David Bernier <email@example.com> writes: > f(X) := X^2 - X + 1, a polynomial in say Z[X] or Q[X]. > > Let q:= f^11 (m) = f^11 (5379) . > > Then q with about 7600 digits, is > a probable prime. > > PARI-gp did the strong Rabin-Miller probabilitic > primatitility test for 560 random bases on 'q' . > > And 'q' passed. From recent memory, a "random" composite > will pass this test for 560 bases about (or no more than) > with probability 1/4^560, or about 10^(-336).
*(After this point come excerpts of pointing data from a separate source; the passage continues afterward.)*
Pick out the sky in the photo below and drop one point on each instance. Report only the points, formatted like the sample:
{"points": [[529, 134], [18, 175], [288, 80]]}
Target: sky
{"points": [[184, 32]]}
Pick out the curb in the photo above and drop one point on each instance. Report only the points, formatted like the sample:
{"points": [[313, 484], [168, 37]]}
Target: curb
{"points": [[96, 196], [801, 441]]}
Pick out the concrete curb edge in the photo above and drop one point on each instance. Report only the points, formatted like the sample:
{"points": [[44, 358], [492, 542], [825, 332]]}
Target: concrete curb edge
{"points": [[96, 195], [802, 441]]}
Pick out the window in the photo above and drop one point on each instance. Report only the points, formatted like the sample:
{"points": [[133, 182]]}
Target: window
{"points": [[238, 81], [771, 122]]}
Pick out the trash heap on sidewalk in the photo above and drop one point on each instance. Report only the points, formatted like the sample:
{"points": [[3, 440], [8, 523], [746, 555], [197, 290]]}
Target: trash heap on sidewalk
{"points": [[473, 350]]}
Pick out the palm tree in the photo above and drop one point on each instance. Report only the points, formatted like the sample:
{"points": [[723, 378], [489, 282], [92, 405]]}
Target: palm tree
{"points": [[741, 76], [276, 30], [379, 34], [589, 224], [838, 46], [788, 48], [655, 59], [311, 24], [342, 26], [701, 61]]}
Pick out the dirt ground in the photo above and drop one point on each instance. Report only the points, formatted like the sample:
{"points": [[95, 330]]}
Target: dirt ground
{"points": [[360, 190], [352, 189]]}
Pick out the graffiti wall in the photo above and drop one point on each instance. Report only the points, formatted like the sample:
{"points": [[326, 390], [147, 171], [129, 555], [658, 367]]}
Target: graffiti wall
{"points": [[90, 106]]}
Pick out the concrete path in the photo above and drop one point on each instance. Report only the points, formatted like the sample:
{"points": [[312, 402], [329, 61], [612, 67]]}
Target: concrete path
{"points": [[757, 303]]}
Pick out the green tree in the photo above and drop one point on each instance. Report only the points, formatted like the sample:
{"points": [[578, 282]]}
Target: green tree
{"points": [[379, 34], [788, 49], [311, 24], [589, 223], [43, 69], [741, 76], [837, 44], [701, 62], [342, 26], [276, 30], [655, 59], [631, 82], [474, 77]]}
If you can pull any factors out of f^i(x) for i<11, then they could help towards a Pocklington or related proof of primality. It seems i=1..5 crack instantly, but alas they're insignificant. You'd need to crack everything up to i=8, or i=9 on its own, in order to achieve the magical 25% factorisation for a Coppersmith-Howgrave-Graham to work. Otherwise, your number is in range for a multi-processor ECPP attack, (Marcel Martin's "Primo" is what I always used to use, but I think its name has changed to Certifix or similar recently.)
Phil -- "In a world of magnets and miracles" -- Insane Clown Posse, Miracles, 2009. Much derided. "Magnets, how do they work" -- Pink Floyd, High Hopes, 1994. Lauded as lyrical geniuses.